Among other projects, they’re now working on building a $65 million, 75,000-square-foot fieldhouse in the Columbia Point section of Dorchester, which will include playing fields and courts, fitness rooms, a theater, a teaching kitchen, and a range of enrichment activities and counseling services for kids. They have raised more than a quarter of the project’s estimated cost, and they hope to break ground this fall.
Their work is also a way of giving back to all those who helped carry them through the past decade.
“We’ll never be able to repay others for all the love and support we received,” Bill said. “So we try to give back in ways that we know how to, which is helping other people.”
Their work keeps them busy, and Martin close, but they’re still living with the pain and the loss.
“We are still grieving,” Denise said.
Bill added: “There are good days and bad days still.”

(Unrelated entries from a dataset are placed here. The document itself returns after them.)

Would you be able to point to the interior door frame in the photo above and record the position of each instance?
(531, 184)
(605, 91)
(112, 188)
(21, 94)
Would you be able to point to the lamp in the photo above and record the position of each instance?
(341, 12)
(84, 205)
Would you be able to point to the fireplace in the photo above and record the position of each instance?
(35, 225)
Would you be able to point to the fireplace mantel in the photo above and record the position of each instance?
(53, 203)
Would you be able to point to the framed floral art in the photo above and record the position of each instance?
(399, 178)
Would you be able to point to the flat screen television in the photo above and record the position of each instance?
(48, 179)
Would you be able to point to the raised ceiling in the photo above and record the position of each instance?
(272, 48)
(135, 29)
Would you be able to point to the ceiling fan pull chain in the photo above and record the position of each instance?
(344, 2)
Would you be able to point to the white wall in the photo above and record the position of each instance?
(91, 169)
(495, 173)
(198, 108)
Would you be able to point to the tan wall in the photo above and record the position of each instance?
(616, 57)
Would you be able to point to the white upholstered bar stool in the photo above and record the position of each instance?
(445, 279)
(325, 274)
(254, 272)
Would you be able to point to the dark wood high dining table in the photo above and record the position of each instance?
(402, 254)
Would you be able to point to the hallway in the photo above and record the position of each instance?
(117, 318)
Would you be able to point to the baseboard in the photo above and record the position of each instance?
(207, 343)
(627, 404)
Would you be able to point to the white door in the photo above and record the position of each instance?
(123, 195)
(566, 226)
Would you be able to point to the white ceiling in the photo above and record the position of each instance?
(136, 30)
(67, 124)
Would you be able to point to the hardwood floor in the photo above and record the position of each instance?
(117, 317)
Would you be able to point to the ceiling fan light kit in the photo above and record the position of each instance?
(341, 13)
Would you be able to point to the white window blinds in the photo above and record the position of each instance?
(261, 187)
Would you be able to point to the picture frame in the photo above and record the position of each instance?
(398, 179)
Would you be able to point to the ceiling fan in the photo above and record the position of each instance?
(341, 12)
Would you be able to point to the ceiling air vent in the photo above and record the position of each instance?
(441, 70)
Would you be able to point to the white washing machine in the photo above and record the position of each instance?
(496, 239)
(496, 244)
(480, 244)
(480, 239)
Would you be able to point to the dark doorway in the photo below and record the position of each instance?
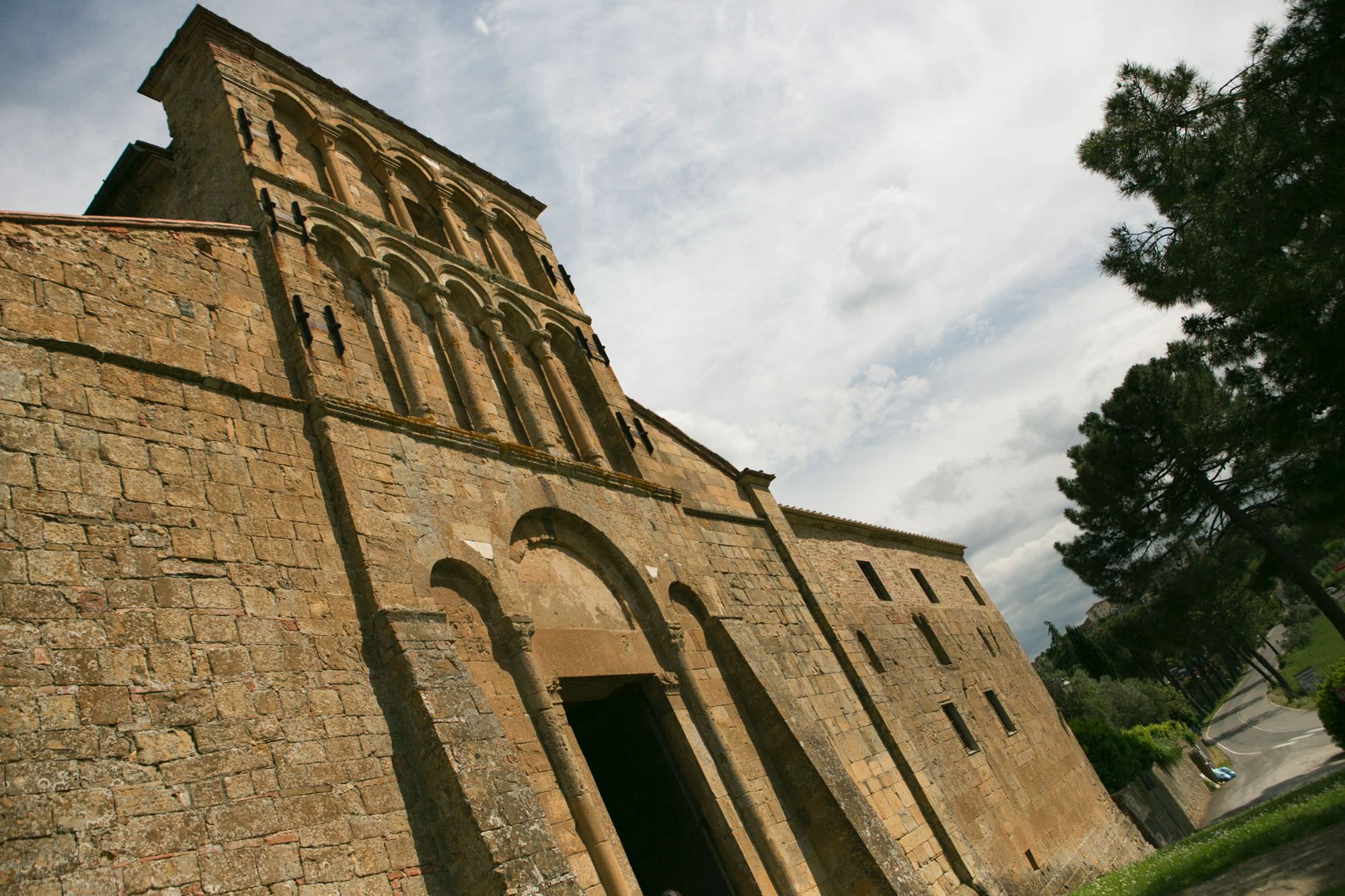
(661, 830)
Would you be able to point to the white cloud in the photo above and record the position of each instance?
(849, 244)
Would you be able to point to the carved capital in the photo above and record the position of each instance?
(490, 321)
(540, 342)
(520, 631)
(669, 682)
(434, 298)
(372, 272)
(323, 135)
(385, 169)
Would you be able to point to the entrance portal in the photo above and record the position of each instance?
(656, 819)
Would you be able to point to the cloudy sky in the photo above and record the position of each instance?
(844, 243)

Just last week, Jane had another infection on the remains of her left leg, where she’s likely to need yet another surgery to repair the skin and make it easier to walk with her prosthesis.
There were times over the years when she was so frustrated that she threw her leg across her room. But she’s learned to live with her disability, learned that she doesn’t have to climb mountains or prove anything to anyone.
She can be whoever she wants, and at the moment, in spite of everything her parents did to protect her from the media over the years, she aspires to be a journalist.
And as much as Jane is ready to move on, ready to create a new identity, she still loves the Marathon and remains excited to be out there cheering for her team, for Martin’s classmates, for her brother, for her dad, and for the thousands of other runners who will make the long slog to Boylston Street.
“If I let what happened to me 10 years ago take the fun out of something that I once loved, I would be letting my younger self down,” she said. “I love seeing everyone out there, and it brings me joy, which is probably the complete opposite of what everyone would expect.”